At first, I thought they sounded a little thin on bass, but that seems to have gone away with break-in and new CD player cables (I thought people were just making that stuff up about cables...). Using a test disk and my ear (no SPL meter yet), I'd say it has effectively full response down to 27-28 hz and sounds great with good recordings that make use of that range. My older/cheaper "rock" music bass sounds weak though and I don't know if it's:

a) I'm just finding out that good speakers make bad recordings stick out,
b) the speakers are just weak in the higher bass frequencies,
c) I have a room problem and it's getting sucked out by cancellation, or
d) I just miss the bass boom of my old bad speakers.

(ed. note: I suspect a, c, and d!)

Voices sound really good and with good recordings the soundstage is really nice--which I hope is a result of good luck in placing the drivers and corner moulding.

In general, they seem better for "quieter" music--easy listening stuff, jazz, etc., which is somewhat unfortunate because I was really hoping for a kick-a** rock speaker. But, like I said, maybe it's because the rock recordings tend to not be as good. I have a couple CDs from Little Feat that come out sounding real nice.
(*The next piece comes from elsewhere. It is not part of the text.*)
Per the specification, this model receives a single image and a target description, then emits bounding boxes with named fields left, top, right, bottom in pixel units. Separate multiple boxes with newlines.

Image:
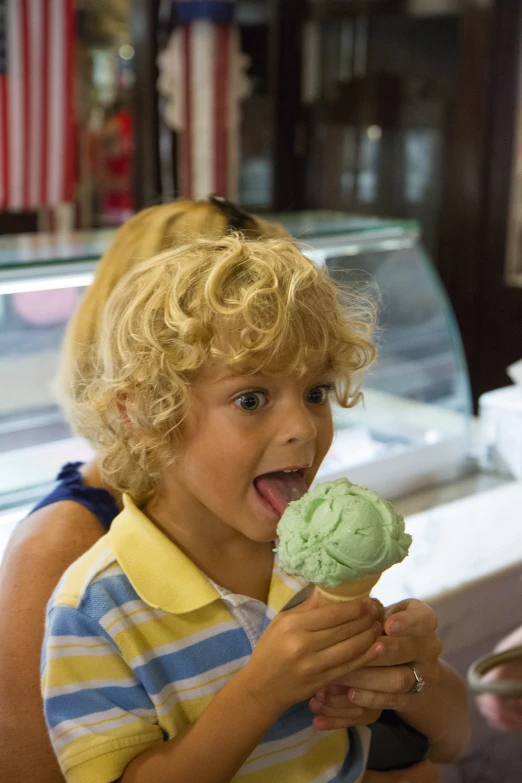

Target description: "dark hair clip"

left=209, top=194, right=253, bottom=232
The only thing that seems to be lacking is a bit of high end - the "air" thing - which I'm not sure how I could have screwed up with all my tweeking. I'm beginning to think it might just be my hearing going bad, although I have heard some store speakers that seem to have more (e.g., Vandersteens). I have heard, though, that some "high end" speakers actually over-do that stuff to make them sound expensive. My speakers are actually very easy and non-tiring to listen to. You have to really crank it up before they sound "loud"--which I take to be a good thing. Perhaps that "air" would get tiring after a while.

Well, that's about it. Hope you enjoyed hearing about all the fun I had messing around with your parts.